The doctor said five more minutes and he could have died, because the heart was almost without blood. When he arrived in this public hospital in Brazil, Santa Casa de Misericordia, there was a crew with a specialist in the area that was necessary to do the surgery. This doesn’t happen all the time in Brazil, so he was really lucky. And doing this surgery, the doctors said that [out of] 100 people that [they] see with the same stab wound, only one survives.

So my father said that he thinks that he has a mission to do here. And it was too much [of a] coincidence to believe that you don’t have the hand of God in that.

The Epoch Times: Why do you think this attack happened?
Mr. Bolsonaro: The guy who stabbed him, he was part of the PSOL—the Socialism and Liberty Party, [although] he was not part of this party since 2014. And it’s someone that would kill him to take him out of the presidential race of 2018 —this is for sure. Sometimes, people try to say that no, he was like a lone wolf—it was something solitary. No, no, no. It was something made by a leftist. Imagine if the opposite happened: someone that was part of our party stabbed a left-wing candidate. They would be crazy with that.
The Epoch Times: Your father is often compared to President Donald Trump. Do you think that’s a good comparison?
Mr. Bolsonaro: Before 2016—before the Trump election—people in Brazil didn’t know too much about Trump. And what happened is that, as we said, the left-wingers are very organized all over the world. The message that Brazil was receiving about Trump, it was that kind of left-wing message: that he doesn’t like the Mexicans, he wants to build a wall, he doesn’t like black people, he wants to do politics only for rich people. It’s the same things that people said about Jair Bolsonaro.

But even at that time in 2016, I made some posts supporting him. I know that he doesn’t need my support, and I don’t have the capability to change stuff in the United States. But it was to say: “Hey, there is someone stepping out of the politically correct, in Brazil and also in the United States. Pay attention to these guys.”
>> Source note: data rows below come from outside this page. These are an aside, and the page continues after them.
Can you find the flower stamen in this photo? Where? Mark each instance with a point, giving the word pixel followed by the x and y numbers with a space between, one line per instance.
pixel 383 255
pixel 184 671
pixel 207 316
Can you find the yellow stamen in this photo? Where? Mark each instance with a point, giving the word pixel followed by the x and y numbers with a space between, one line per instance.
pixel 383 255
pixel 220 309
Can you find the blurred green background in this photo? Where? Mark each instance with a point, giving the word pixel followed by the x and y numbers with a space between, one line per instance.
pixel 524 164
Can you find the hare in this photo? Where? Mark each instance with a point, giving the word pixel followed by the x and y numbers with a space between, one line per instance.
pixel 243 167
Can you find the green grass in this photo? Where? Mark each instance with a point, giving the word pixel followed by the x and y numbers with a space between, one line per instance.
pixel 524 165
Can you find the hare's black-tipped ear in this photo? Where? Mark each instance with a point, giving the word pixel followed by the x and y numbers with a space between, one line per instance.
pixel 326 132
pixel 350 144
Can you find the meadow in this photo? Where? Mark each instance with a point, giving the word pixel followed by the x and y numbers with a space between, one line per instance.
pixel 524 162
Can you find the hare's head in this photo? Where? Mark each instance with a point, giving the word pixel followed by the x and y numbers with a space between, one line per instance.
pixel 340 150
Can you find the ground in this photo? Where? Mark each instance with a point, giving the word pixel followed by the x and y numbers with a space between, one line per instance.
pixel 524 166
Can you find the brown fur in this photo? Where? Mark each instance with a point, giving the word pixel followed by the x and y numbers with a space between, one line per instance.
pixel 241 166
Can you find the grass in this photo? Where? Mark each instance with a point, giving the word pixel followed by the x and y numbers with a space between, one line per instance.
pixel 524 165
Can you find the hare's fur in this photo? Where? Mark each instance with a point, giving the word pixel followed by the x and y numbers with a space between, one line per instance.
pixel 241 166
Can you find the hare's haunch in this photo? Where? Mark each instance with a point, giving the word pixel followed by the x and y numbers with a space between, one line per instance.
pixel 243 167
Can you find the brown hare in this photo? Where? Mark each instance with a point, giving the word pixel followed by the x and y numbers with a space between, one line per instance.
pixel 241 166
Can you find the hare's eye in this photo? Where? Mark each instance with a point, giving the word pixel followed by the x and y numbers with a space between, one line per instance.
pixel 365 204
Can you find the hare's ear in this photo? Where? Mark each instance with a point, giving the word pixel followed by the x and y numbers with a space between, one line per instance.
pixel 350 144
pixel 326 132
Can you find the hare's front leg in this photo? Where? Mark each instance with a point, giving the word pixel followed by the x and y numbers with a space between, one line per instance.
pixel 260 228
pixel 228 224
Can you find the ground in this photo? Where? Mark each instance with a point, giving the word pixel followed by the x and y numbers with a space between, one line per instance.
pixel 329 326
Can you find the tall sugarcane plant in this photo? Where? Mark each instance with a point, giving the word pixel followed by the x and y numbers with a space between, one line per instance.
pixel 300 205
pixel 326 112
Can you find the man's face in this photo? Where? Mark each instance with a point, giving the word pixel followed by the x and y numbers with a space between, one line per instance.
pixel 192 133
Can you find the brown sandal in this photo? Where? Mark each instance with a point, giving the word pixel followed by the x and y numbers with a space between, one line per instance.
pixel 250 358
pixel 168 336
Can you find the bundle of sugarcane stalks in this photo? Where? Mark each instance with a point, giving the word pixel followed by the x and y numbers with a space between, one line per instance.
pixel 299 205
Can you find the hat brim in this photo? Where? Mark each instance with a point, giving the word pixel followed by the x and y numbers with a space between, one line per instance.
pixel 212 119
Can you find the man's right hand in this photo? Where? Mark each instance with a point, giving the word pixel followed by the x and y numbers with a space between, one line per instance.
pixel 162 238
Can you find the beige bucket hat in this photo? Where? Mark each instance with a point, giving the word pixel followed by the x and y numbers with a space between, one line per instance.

So when he was elected, it was really fun because if you look at the news in Brazil, if we turn on the television, almost all the journalists were like, “This is incredible.”

This interview has been edited for clarity and brevity.
Correction: A previous version of this article misidentified the country of Hugo Chávez and Nicolás Maduro. They are the former and current leader of Venezuela. The Epoch Times regrets the errors.